I am thinking of closing this semester with the thought that a job search is not an isolated experience. All that my students learned this semester has a connection, not only to each of their assignments, but to that which they do on a daily basis as well as prior life experiences (like Experiential Learning).  For example, take something as simple as me going to the supermarket.
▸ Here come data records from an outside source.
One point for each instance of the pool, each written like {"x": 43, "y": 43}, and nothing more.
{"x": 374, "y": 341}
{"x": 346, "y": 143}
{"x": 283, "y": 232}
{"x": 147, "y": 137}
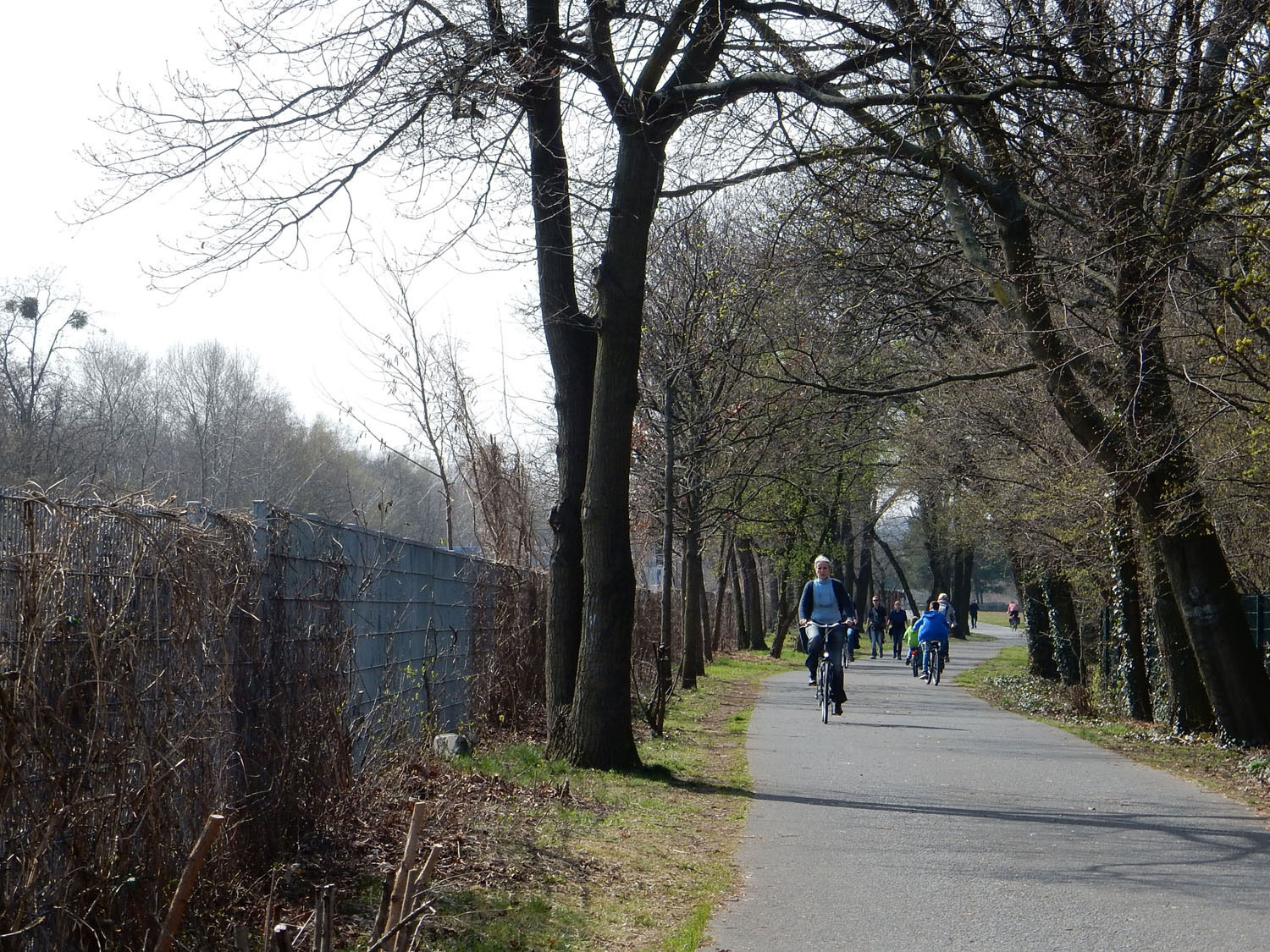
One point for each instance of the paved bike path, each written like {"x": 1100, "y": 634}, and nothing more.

It is not just about me going to the grocery store to purchase food.  To go to the store I have to consider whom am I cooking for this week?  Am I the only cook or will Lori be cooking this week too?  Will Lori’s mother be with us at dinner?  Are their health issues that we have to consider?  How can the food we purchase help us be healthier and live longer?  (Darn my parents!  Why did they make me leave a clean plate?) What is my work schedule?  What is Lori’s schedule?   And what about other experiences such as three weeks ago when Lori cooked a vegan lasagna that was actually good, for not having any meat.  (Do you understanding where I am going?  Do get my point?  If I was thinking of Lori’s lasagna for three weeks, how could it be an isolated experience if it was still in my thoughts?  Giving time I could bring in many more examples that a simple visit to the super market is not an isolated experience.
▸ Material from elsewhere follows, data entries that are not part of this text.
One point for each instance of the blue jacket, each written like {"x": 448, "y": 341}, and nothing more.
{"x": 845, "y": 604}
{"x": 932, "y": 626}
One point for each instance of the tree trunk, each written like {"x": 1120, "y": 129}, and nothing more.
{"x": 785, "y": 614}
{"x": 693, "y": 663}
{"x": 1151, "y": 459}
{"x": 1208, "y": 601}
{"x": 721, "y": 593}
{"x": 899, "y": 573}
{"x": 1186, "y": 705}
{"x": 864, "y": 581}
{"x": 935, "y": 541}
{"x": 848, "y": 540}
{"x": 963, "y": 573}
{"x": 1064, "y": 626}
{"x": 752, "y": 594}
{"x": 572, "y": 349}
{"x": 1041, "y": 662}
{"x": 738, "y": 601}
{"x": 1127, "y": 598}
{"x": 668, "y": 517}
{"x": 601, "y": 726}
This premise that there is no such thing as ‘isolated’ holds true for the job search experience as well.  Like my supermarket trip there is more involved in a job search than only the specific event.  This is the message that I imparted last week when I spoke to c-level executives at the local workforce program and afterwards to ‘soon-be-graduates of our Honor College.  I like my students, with this final lecture, to understand that a job search is really a series of staged opportunities waiting for a successful experience to occur.  {Here are activities that could become staged opportunities; distributing a résumé, delivering a 30 – 45 seconds selling (elevator) speech, attending a networking business event, sitting for an interview, canvassing and cold calling, making a telephone sales call, or responding to an employer’s objections.}

Each of these activities is an event by itself.  How my students go about to achieve success in these activities now or following graduation is directly related to everything they have done in life to this point.  What they learned in their fifth grade writing class set a foundation for their résumé, or a high school speech class gave preparation for building networking skills, past work history establishing an employer’s attitude about their work expectations, or possibly accomplishments and achievements in other areas such as being a member of an association will have consider impact on what happens to them now in their job search and planning a career.   So to say a job search is an isolated experience is just not so.
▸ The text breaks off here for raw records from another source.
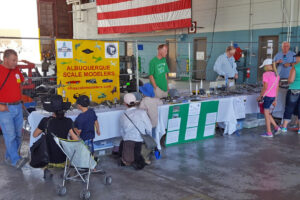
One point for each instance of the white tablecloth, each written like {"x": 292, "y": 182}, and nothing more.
{"x": 108, "y": 121}
{"x": 230, "y": 110}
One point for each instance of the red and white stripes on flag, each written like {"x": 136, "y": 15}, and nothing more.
{"x": 132, "y": 16}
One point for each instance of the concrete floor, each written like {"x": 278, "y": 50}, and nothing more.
{"x": 223, "y": 168}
I will share with my students that to be successful today, they must be mindful of all of their choices and decisions as they move through life if they want to boost their personal performance for improving job search effectiveness.  The message is to do their best, no matter.  Build success by doing everything well, whenever and wherever.  To be effective, they must keep in mind that their success is an accumulation of all their prior experiences and training that have led to this opportunity.

So where am I in preparing my final lecture?  Should the topic be, that there can not be an isolated job search (or life plan) experience?  Everything is connected.  Or maybe for now, I will just encourage my students to build a plan drawing from what learned in this course.  Write it down.   This makes it real.  Let this plan give you direction.

I have two weeks to decide.

Here’s my personal plan.  Use it to develop your own career and life map.

  1. Define Yourself.
  2. Follow a Plan. Write it down.
  3. Retrain.  Don’t let your education and time pass you by.
  4. Stay Informed in your field or where you want to go.
  5. Get Involved.  Talk to people.
  6. Stage your opportunities.
  7. Keep in the Line of Sight of Decision-makers.
  8. Measure everything – You don’t manage what you don’t measure.